Faleh al-Subai’i, the director of the Joint Efforts Team for Relief of the Earthquake Victims in Saudi Arabia, said that the kingdom had urged those distributing the aid on behalf of President Bashar al-Assad’s government to send it to all areas of Syria, including those controlled by the opposition. The country has been carved up into a number of zones of control during a 12-year civil war that still has not ended.
Although humanitarian aid has reached Aleppo and other government-controlled areas, far less of it has reached areas controlled by the opposition.
The plane, which is carrying food, medical supplies and tents, will be followed by second delivery on Wednesday and a third on Thursday, Mr. Al-Subai’i said, and others if necessary. The oil-rich kingdom has also sent planes filled with aid and rescue personnel to Turkey, where the earthquake killed nearly 32,000 people.
Gulf countries like Saudi Arabia, Qatar and the United Arab Emirates have led the pack in sending aid to Syria and Turkey since the earthquake struck on Feb. 6. The Emirati foreign minister, Sheikh Abdullah bin Zayed, visited Syria on Sunday and met with Mr. al-Assad, while Qatar’s emir, Sheikh Tamim bin Hamad, traveled to Turkey to show support for the regional ally.
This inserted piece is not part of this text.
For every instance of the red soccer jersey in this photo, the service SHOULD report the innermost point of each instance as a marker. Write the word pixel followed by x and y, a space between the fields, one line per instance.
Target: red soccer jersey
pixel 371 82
A Saudi campaign to gather donations from individuals had raised more than $90 million as of Tuesday, and the U.A.E. has pledged $100 million in relief to be split between Turkey and Syria. Qatar has sent rescue personnel and other aid, including temporary housing that was used while the country hosted the men’s soccer World Cup last year.
The decision to send aid through a Syrian government-held area has not been without controversy in Saudi Arabia, however, as critics say that the regime cannot be trusted to distribute aid fairly. Saudi Arabia has also sent aid to the opposition-held northwest.
Although the United Arab Emirates has re-established relations with Mr. al-Assad since Syria’s civil war, Saudi Arabia has yet to follow suit.
Ahmed al-Omran contributed reporting.